ServiceNow Group Best Practices

Groups in ServiceNow are a container (many lovingly call a bucket) for users that have similar purposes or functions. It’s really easy to go astray with groups, and there isn’t much guidance on how to best use them and govern them (besides some honorable mentions).

Table Structure

Just a quick refresher, a Group is a record/row in the sys_user_group table. This table has a couple notable columns, including:

Manager - Should be MANDATORY, every group should have an active manager that is responsible for keeping the group up to date, in terms of purpose, members, description, etc. They should be responsible for quarterly reviewing the group. Note: Many organizations also add a custom field for manager delegates to specify additional users, or they use the OOB delegates feature in ServiceNow.

Group Email - Should be OPTIONAL and sparingly used, depending on it’s purpose some groups should never should receive any email. Also some areas abuse this field and put a dummy email address and are none the wiser.

Parent - Should NEVER BE USED, most modern day implementations, it is best to not leverage parent groups, especially for the purposes of granting roles, reporting hierarchy (use department/business unit/cost center), or “rollup”. Just hide the field and wipe your hands clean.

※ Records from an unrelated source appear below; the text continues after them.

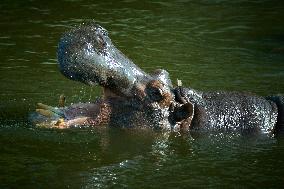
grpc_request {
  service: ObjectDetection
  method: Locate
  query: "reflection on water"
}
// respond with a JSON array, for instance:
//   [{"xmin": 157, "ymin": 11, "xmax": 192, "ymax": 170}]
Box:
[{"xmin": 0, "ymin": 0, "xmax": 284, "ymax": 188}]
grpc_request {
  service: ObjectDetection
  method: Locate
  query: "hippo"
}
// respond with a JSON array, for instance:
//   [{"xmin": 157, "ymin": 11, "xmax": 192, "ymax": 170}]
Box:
[{"xmin": 30, "ymin": 21, "xmax": 284, "ymax": 134}]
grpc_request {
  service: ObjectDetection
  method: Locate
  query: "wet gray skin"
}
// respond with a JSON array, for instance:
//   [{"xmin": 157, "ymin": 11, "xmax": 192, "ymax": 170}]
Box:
[
  {"xmin": 33, "ymin": 22, "xmax": 180, "ymax": 129},
  {"xmin": 32, "ymin": 22, "xmax": 283, "ymax": 133}
]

Description - Should be MANDATORY, every group should have a clear concise description saying what the group is for, and in a certain repeatable format. Typically it should be several sentences to fully describe the audience, usage and related process area.

Source - Should be OPTIONAL, if you use LDAP integration, this field is populated automatically. Otherwise you may choose to populate it with something, but most people choose to leave it as is otherwise. Blank for manually managed groups, and filled in for LDAP/other source.

Group Type - Should be MANDATORY, every group should have one or more group types that help categorize what process areas/purposes the group is used for. This is arguably one of the most critical fields, so you can properly filter down to relevant groups on different forms.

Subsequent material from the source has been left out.